To do repairs, Amtrak must shut down each of the tunnel's two tracks in turn. That means traffic can only run one way at a time — which means cutting Amtrak and NJ Transit service by 75 percent.
This would:
- Paralyze Manhattan with cars.
- Cause traffic problems — car, truck and rail — from Washington through Fort Lee to Boston.
- Bring nationwide airport delays, as Acela users switch to planes.
And for a long time.
It would be nice if we had another tunnel.
Redundancy in really important things is vital. Mayor Michael Bloomberg devoted billions to building the city's third water tunnel because someday something might happen to the older two.
We were supposed to have a second Hudson tunnel half built by now — the $8.7 billion ARC project, to bring New Jersey trains near Penn Station.
But one of Christie's first actions as governor was to kill the project. "It's a dollar and cents issue," he said in 2010. "I cannot place, upon the citizens of the state of New Jersey, an open-ended letter of credit."
Christie was referring to inevitable cost overruns, which the Garden State would've had to cover single-handedly.
And yes, ARC was a flawed project — digging deeper than it perhaps had to, for example, partly to appease environmentalists.
But complex projects need leadership — not abandonment. Rather than pretend ARC was worthless, Christie could've at the very least started looking for a way to get the tunnel built with less risk to his taxpayers.
Yes, Amtrak is planning its own tunnel now. But it's just starting the design work.

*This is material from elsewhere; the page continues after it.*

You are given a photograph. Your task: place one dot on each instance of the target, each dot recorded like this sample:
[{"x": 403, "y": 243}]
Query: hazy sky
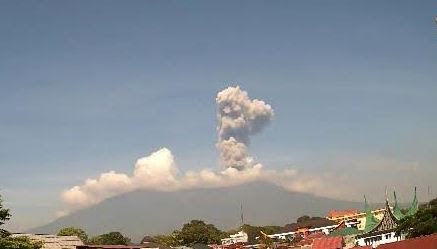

Even if the Obama administration speeds up the environmental process and finds a good $10 billion-plus for the new new tunnel, the tunneling work itself takes at least five years.
So we're unlikely to see this new tunnel for a decade — when ARC was due to be ready in 2018.
Amtrak wants to wait for the backup tunnel before it shuts down the existing one. But "we're in a race against the clock," Stephen Gardner, who heads up northeast infrastructure for the railroad, said Thursday.
Amtrak must spend more money on repairs and maintenance as it waits. "The longer we have to do that, the more those interim dollars represent wasted opportunity to invest in the ultimate fix," Gardner says.
And if damage accelerates, it will have to severely reduce service anyway, no matter what the inconvenience.
So instead of cost overruns, Jerseyans risk the possibility that they'll have no way to get to work.
As for savings from cancelling ARC? The Regional Plan Assocation said awhile back that ARC would have boosted Jersey property values by $18 billion.
Even if that's an overestimate, it's clear that commuter chaos would harm property values — and likely reduce jobs and income, too.
The tunnel fallout wouldn't just impact New Jersey. New York needs its Jersey workforce, from bankers to hotel workers.
Gov. Cuomo was indifferent to the potential Hudson catastrophe when a reporter asked him about it last week — and Mayor de Blasio is still worrying more about horse carriages than about trains.
Then, too, the tunnel travesty is another reminder of how much money the Port Authority has wasted under governors of both parties in both states. The MTA, too, has wasted billions on a vanity project to bring LIRR trains into Grand Central.
Both Cuomo and Christie should be pushing Congress to get the Amtrak tunnel done, and faster — and be offering to chip in money of their own to get it done.
They should also have a plan in case they're stuck with almost no tunnel.
"I feel really bad for New Jersey commuters," says Sam Schwartz, former city traffic commissioner. "There are so few alternatives. The [Lincoln Tunnel] bus lane is at capacity. The [car] tunnels already have delays that are extensive."
In an emergency closure, people would have to double — even triple — up to drive in, and Jersey would need more buses.
Both sides of the river should be ready. They can't claim to be surprised later.